There are many differentially private data release techniques such as Laplace and Exponential, which involve releasing aggregate statistics strewn with random noises. Various privacy mechanisms are used for specific analytical tasks. For instance, when building a histogram, an average is taken and micro-data is released. Machine learning models are used for ensuring quality outcomes. During the computation of the release, noise is added to provide privacy while maximizing accuracy of results. In DP algorithms, Epsilon (ε) is an important parameter, which represents the strength of the privacy protection. A higher ε indicates less protection, while a lower ε indicates more. DP frameworks provide tools for analyzing how the value of ε impacts the data analysis result in terms of data privacy.

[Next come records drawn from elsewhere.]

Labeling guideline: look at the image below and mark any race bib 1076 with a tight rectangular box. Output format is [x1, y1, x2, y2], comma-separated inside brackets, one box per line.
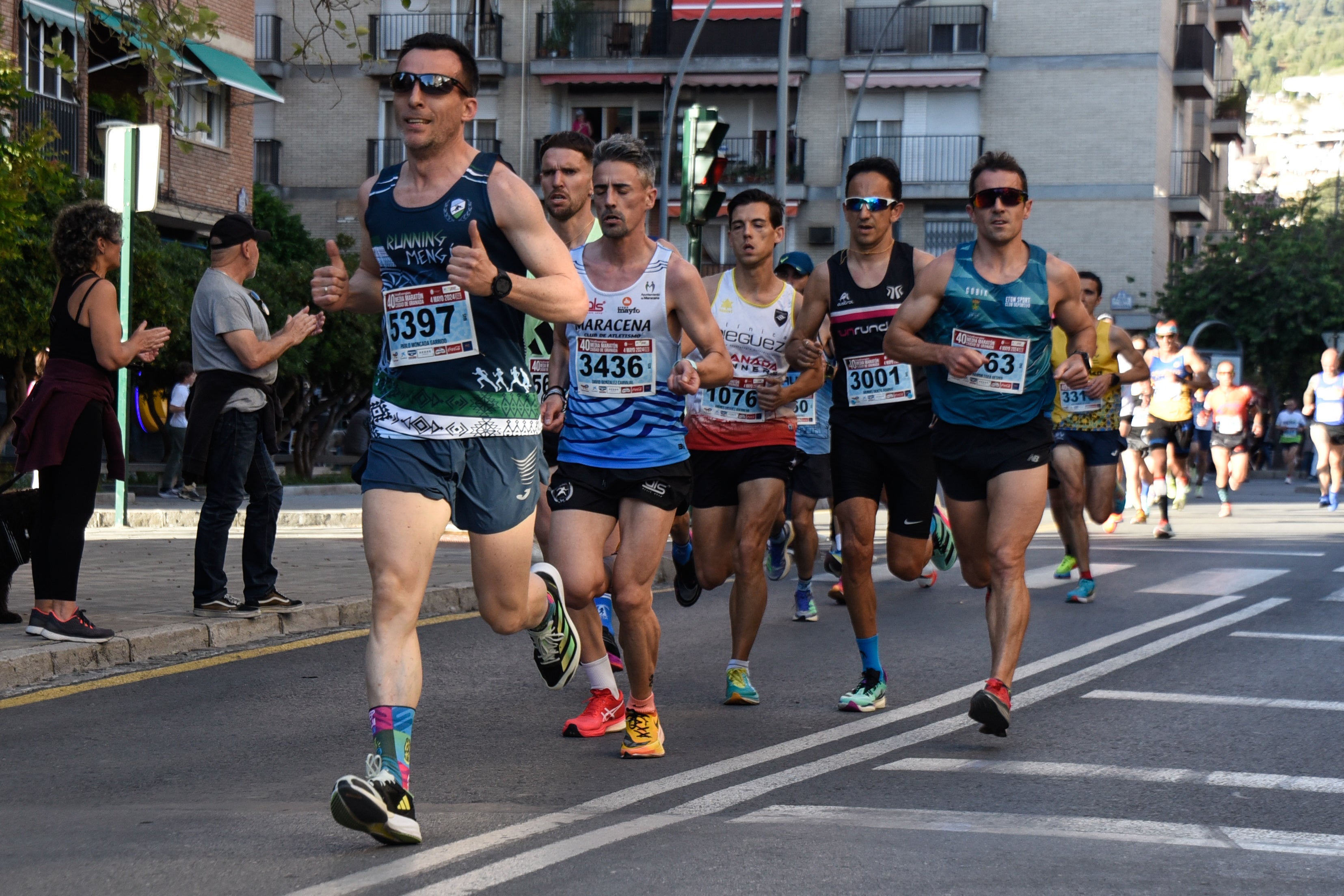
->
[383, 282, 481, 367]
[948, 329, 1031, 395]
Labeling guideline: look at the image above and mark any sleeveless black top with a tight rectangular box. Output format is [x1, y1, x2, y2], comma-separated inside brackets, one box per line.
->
[827, 242, 933, 443]
[47, 271, 114, 379]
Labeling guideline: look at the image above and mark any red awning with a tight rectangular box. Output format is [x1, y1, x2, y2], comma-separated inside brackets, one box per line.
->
[672, 0, 802, 19]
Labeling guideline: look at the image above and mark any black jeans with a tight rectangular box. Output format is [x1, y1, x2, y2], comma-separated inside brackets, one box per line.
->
[191, 411, 283, 605]
[32, 402, 102, 600]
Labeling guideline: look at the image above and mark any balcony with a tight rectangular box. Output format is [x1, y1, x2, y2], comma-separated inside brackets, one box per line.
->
[1172, 26, 1218, 99]
[1214, 0, 1251, 38]
[253, 140, 281, 187]
[841, 134, 985, 199]
[1167, 149, 1214, 222]
[368, 137, 503, 183]
[1208, 81, 1250, 144]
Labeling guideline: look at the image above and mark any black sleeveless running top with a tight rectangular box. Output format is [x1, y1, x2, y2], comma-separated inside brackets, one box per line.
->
[827, 242, 933, 443]
[47, 271, 114, 379]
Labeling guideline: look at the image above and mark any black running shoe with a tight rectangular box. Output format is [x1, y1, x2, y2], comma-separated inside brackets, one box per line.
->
[527, 563, 579, 691]
[331, 754, 421, 845]
[672, 551, 702, 607]
[42, 610, 114, 643]
[243, 588, 304, 613]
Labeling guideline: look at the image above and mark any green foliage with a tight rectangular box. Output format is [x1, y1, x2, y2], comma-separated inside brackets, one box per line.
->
[1158, 195, 1344, 397]
[1235, 0, 1344, 94]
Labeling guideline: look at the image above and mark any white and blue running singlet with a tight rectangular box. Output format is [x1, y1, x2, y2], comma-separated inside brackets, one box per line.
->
[558, 244, 691, 470]
[922, 240, 1055, 430]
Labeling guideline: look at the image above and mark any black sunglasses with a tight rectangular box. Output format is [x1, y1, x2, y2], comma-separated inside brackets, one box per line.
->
[970, 187, 1027, 208]
[844, 196, 901, 211]
[391, 71, 472, 97]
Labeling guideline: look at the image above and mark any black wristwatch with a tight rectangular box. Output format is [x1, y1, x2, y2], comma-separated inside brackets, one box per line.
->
[489, 271, 513, 300]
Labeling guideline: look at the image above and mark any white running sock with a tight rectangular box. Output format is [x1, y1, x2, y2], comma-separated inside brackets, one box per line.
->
[579, 657, 621, 697]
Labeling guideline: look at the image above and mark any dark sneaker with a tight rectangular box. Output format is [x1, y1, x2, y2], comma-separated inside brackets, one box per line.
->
[527, 563, 579, 691]
[331, 754, 421, 845]
[243, 588, 304, 613]
[42, 610, 114, 643]
[966, 678, 1012, 738]
[672, 548, 700, 607]
[192, 594, 261, 619]
[24, 607, 51, 638]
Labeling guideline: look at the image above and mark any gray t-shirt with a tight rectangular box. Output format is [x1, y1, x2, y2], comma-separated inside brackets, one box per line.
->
[191, 267, 279, 411]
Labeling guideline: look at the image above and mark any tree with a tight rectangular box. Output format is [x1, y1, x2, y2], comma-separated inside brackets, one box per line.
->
[1158, 193, 1344, 399]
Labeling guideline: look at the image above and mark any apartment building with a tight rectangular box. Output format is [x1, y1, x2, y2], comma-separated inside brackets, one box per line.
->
[4, 0, 283, 242]
[254, 0, 1251, 328]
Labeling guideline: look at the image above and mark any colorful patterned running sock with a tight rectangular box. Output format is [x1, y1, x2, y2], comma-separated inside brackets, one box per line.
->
[855, 635, 882, 671]
[368, 706, 415, 790]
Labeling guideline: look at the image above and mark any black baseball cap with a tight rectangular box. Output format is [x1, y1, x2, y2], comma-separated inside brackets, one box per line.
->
[210, 212, 270, 248]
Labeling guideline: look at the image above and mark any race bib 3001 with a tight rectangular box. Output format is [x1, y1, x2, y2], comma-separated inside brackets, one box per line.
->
[383, 282, 481, 367]
[948, 329, 1031, 395]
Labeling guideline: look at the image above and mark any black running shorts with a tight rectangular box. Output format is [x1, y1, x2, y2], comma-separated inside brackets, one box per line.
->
[691, 445, 798, 508]
[831, 429, 938, 539]
[547, 461, 691, 517]
[933, 417, 1055, 501]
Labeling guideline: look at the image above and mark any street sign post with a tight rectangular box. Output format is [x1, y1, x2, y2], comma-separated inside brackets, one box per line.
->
[102, 125, 163, 525]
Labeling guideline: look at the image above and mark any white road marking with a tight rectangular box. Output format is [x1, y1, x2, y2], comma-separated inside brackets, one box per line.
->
[1227, 631, 1344, 641]
[877, 759, 1344, 794]
[1139, 567, 1288, 594]
[384, 598, 1288, 896]
[734, 806, 1344, 856]
[1083, 691, 1344, 712]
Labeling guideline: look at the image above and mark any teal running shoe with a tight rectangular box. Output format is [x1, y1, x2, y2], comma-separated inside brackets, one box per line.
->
[929, 505, 957, 572]
[723, 666, 761, 706]
[765, 520, 793, 582]
[1065, 579, 1097, 603]
[840, 669, 887, 712]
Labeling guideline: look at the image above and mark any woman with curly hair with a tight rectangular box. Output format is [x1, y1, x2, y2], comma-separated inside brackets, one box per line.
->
[13, 201, 168, 643]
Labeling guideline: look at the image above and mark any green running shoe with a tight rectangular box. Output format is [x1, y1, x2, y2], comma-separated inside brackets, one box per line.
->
[1055, 553, 1078, 579]
[723, 666, 761, 706]
[840, 669, 887, 712]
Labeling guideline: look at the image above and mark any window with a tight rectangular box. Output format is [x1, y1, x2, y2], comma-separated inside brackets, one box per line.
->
[22, 19, 75, 102]
[172, 83, 229, 147]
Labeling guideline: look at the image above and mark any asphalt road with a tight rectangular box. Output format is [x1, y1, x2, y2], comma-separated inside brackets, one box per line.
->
[0, 485, 1344, 896]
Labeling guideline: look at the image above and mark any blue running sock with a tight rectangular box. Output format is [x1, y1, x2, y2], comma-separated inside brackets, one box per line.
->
[855, 635, 882, 671]
[593, 594, 616, 631]
[368, 706, 415, 790]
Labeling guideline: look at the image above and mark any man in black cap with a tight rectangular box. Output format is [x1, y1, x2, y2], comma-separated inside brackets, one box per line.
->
[183, 215, 322, 618]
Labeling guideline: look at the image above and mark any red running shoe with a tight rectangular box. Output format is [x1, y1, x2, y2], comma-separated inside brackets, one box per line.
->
[564, 688, 625, 738]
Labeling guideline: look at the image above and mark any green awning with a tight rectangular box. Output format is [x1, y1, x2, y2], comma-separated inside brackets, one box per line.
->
[187, 40, 285, 102]
[20, 0, 83, 36]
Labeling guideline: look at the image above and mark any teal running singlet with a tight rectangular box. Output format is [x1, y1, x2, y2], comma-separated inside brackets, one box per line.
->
[364, 153, 542, 439]
[920, 240, 1055, 430]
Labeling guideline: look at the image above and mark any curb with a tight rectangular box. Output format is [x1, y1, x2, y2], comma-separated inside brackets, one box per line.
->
[0, 556, 673, 692]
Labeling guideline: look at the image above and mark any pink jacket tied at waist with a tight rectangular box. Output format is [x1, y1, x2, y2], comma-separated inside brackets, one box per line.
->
[13, 357, 126, 479]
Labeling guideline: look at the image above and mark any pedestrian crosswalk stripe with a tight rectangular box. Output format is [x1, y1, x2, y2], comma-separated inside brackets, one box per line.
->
[877, 759, 1344, 794]
[734, 806, 1344, 856]
[1083, 691, 1344, 712]
[1140, 567, 1288, 595]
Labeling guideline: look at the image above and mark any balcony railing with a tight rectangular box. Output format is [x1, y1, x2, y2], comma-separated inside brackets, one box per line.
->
[365, 137, 503, 177]
[368, 13, 504, 59]
[17, 94, 79, 168]
[1176, 26, 1218, 78]
[843, 134, 985, 184]
[845, 5, 985, 55]
[1171, 149, 1214, 200]
[253, 16, 285, 63]
[253, 140, 279, 187]
[536, 5, 808, 59]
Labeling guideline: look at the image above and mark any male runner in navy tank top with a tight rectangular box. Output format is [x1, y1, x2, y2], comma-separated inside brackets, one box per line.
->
[543, 134, 733, 758]
[886, 152, 1097, 738]
[312, 34, 586, 844]
[785, 156, 957, 712]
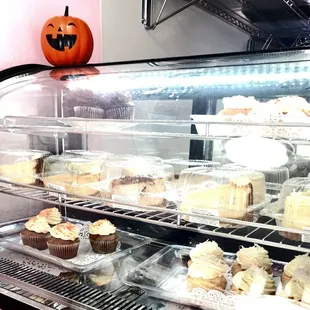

Examples to Understand Differential Privacy
To demonstrate DP, consider a sample data on which basic Laplace DP method has been applied. This has been used on five variables and ML-based KMeans clustering method has been used for testing the model quality for data privacy. The privacy and accuracy have been tested for different ε values and finally baselined at 0.0005, where the optimal levels of privacy and accuracy are maintained, as shown in the following table and histogram. When tested with KMeans technique with a ‘4’ cluster solution, considerable similarity was found between the original and DP data clusters. When the DP clusters were compared with the original clusters, the mean values were almost the same.
Sample Data:
Cluster Solutions
This proves that DP algorithms ensure privacy and data similarity when used for ML/AI techniques. Companies such as Google, Facebook, Apple and IBM are already working on DP for data anonymization of their ML/AI algorithms, and there is on-going research for further improvement.
The Future of Differential Privacy
DP is a relatively new field of research and users are still learning to use it effectively. There are operational difficulties in transitioning from research to practice, and in managing DP parameters. Is DP the ultimate route to achieve ‘privacy-utility trade-off’? The answer depends on the availability of generic domain-based algorithms and the opinion of regulatory bodies. If these are addressed, then DP can undoubtedly emerge as the top data anonymization product for real-time data dashboarding and ML/AI application model development.